One of my main concerns is the calibration of the model. This paper by Van Calster et.al reccomends using penalized regression in order to prevent overfitting. I know rms has an implementation for penalization via the pentrace function, but pentrace does not seem to accept a model fit via fit.mult.impute, returning the following error:

Error in pentrace(f2) : fitter not valid

What are my options here to introduce some moderate penalization into the model while accommodating imputation? Is this possible via rms or is this a scenario where I would “roll my own” estimator?

Your input is appreciated and I’m willing to share relevant details where needed.

We need to move to full Bayesian modeling to be able to handle more complexities at one time. The problem you are running into is that penalized maximum likelihood estimation needs a likelihood, but multiple imputation with Rubin’s rule for getting the final covariance matrix only leads to Wald statistics, i.e., relies on asymptotic normal distributions. You can try to do penalized estimation for each imputed dataset, hoping to show that the same penalty works for all imputed datasets, then hope Rubin’s rule works for the average of all the \hat{\beta}.

Hi Prof. Harrell,

As a follow-up question to your comments, if I fit penalized regression on each of the imputed datasets with different penalties without going for a full Bayesian model, can Rubin’s rule be applied when I combine the estimated coefficients because the form of the object functions (i.e. penalized likelihood function) are different.

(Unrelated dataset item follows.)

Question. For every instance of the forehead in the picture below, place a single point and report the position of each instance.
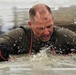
(43, 17)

In addition, I would like to solicit your opinion about fixing the penalty for all imputed data (ie. the same penalty across all imputed data) and apply Rubin’s rule to combine the estimated coefficient. For example, by fitting penalized regression to each imputed dataset, the "optimized’ penalties across different imputed dataset are often similar. In this case, I could fix the penalty parameter in the regression for all imputed datasets and combine the estimated coefficients using Rubin’s rule.

I don’t know of any research related to those good questions.